Two projects have arrived within a few months of each other to make the case for Gary Stewart, a singer whose commercial peak lasted a handful of years in the mid-1970s and whose reputation has since been carried mostly by other musicians.

The Delmore Recording Society released "One Track Mind" on July 17, a collection of previously unreleased recordings drawn from Stewart's late-1960s and early-1970s work as a songwriter, assembled from publishing archives. In April, the biographer Jimmy McDonough published "Gary Stewart: I Am From the Honky-Tonks," the result of research stretching back decades.

The voice

Stewart was born in Kentucky in 1944 and raised largely in Florida. What distinguished him was a hard, fast vibrato that sat somewhere between country singing and something closer to rock and roll, and which he used on material about drinking and marital wreckage without the wink that usually accompanied it.

His run began in earnest with "Drinkin' Thing" and reached its high point with "She's Actin' Single (I'm Drinkin' Doubles)," which topped the country chart in 1975. The album "Out of Hand" followed. Critics who paid little attention to Nashville paid attention to that record, and Stewart acquired the unusual status of a country singer with a rock critical following.

Why he disappeared

The conventional account is that Nashville rejected him. The more accurate one is that the relationship failed in both directions.

Stewart had limited appetite for the machinery around a country career in that era: the promotional circuit, the radio relationships, the requirement to keep producing to a formula. He returned to Florida, played small rooms, and spent long stretches unrecorded and unavailable. He also struggled with addiction over many years, which shaped both the work and the withdrawal from it.

The result is a discography with obvious gaps where a more compliant artist would have had albums, and a body of recorded work that circulated among enthusiasts more than it sold.

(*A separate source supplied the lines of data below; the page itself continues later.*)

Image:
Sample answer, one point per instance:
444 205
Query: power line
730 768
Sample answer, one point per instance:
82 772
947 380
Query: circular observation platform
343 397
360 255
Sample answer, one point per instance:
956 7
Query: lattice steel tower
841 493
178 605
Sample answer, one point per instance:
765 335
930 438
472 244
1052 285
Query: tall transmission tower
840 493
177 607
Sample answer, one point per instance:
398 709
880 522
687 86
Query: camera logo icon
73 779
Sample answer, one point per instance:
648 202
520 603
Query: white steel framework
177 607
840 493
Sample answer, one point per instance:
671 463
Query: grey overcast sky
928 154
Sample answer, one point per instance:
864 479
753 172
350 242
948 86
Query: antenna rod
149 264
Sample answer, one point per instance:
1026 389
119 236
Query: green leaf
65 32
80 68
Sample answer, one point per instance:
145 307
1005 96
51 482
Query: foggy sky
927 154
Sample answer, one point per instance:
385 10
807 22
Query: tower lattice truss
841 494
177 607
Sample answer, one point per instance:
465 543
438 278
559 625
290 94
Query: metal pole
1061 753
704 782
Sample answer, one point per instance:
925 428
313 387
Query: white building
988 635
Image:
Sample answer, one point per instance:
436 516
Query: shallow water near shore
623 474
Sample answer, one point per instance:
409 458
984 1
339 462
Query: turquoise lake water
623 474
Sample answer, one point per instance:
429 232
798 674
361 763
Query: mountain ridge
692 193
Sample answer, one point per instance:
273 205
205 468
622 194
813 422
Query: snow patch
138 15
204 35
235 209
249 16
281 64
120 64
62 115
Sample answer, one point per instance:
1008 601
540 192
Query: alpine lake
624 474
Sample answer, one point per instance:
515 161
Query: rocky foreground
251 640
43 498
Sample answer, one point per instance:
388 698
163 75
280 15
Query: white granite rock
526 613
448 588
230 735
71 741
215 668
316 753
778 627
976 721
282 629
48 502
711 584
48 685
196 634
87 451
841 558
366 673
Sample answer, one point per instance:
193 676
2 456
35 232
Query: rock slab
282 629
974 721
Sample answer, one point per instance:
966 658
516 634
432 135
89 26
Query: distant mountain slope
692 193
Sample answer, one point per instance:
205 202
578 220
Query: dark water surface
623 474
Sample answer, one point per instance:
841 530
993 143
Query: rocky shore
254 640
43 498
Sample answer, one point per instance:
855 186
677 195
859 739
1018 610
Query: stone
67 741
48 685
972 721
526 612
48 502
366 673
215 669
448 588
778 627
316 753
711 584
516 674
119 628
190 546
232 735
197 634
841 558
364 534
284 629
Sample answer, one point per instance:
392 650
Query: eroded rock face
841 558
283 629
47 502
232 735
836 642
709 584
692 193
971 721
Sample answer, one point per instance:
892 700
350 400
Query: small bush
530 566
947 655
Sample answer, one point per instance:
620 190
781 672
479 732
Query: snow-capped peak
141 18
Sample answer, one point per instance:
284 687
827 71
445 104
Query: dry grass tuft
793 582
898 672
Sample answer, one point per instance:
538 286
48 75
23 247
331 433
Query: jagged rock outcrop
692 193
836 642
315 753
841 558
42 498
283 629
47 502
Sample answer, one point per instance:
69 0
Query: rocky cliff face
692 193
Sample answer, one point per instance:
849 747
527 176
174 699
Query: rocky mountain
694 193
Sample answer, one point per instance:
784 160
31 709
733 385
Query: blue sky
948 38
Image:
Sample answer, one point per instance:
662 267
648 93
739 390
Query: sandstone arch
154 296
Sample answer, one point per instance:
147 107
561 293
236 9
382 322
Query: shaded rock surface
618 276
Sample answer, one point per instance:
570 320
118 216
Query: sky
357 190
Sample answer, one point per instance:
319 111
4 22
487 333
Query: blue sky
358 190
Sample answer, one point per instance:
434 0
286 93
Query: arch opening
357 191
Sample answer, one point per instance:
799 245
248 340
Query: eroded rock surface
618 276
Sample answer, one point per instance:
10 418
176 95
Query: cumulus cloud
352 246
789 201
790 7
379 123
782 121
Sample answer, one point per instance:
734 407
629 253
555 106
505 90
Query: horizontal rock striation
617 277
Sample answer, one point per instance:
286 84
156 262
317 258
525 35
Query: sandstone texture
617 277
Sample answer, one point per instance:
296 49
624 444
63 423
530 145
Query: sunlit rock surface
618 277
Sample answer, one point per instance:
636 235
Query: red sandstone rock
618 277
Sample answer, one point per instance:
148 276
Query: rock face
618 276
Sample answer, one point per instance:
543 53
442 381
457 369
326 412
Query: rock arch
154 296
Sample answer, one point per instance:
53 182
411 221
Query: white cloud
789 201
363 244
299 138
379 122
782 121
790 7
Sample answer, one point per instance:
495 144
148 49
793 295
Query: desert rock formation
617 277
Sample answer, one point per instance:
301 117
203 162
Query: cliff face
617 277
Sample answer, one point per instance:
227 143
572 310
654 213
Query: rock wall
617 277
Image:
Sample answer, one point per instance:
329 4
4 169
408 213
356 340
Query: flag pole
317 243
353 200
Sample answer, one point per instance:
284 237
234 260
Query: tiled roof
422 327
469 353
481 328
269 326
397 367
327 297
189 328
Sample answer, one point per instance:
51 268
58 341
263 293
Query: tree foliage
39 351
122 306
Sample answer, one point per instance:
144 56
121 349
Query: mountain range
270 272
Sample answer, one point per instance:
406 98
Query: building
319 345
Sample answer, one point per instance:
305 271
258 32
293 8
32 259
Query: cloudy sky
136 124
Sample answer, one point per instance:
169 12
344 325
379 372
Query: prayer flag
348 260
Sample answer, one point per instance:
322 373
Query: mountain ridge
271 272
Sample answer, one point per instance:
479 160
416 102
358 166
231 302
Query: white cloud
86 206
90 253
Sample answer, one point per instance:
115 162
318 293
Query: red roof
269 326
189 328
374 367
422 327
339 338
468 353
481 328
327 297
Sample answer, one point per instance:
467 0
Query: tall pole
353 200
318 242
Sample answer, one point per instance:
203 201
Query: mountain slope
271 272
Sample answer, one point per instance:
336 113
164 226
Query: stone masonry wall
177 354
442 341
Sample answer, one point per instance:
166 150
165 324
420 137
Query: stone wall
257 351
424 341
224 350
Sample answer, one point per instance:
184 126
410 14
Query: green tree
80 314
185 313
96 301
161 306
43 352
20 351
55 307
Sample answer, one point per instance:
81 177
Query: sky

Stewart died in December 2003, at 59, weeks after the death of his wife Mary Lou, to whom he had been married since the early 1960s. He took his own life.

The case being made now

What the reissue adds is Stewart as a writer rather than only an interpreter. The recordings on "One Track Mind" are demos and early studio work from before the hits, and the argument implicit in releasing them is that the songwriting underneath the singing has been undervalued.

The biography makes a broader claim, which is that Stewart's refusal to cooperate with the industry was an artistic position rather than only a personal failure, and that the records are better than their commercial history suggests.

That argument is easier to make now than it was. The strain of country music that treats honky-tonk as a serious form rather than a nostalgia act has more currency than it did twenty years ago, and a number of contemporary artists have recorded his songs or cited him.

Whether this amounts to a rediscovery or another round of enthusiasm among people who already knew is not yet clear. What is clear is that there is now more Gary Stewart available to listen to than at any point since he was alive, which is the part that settles these questions eventually.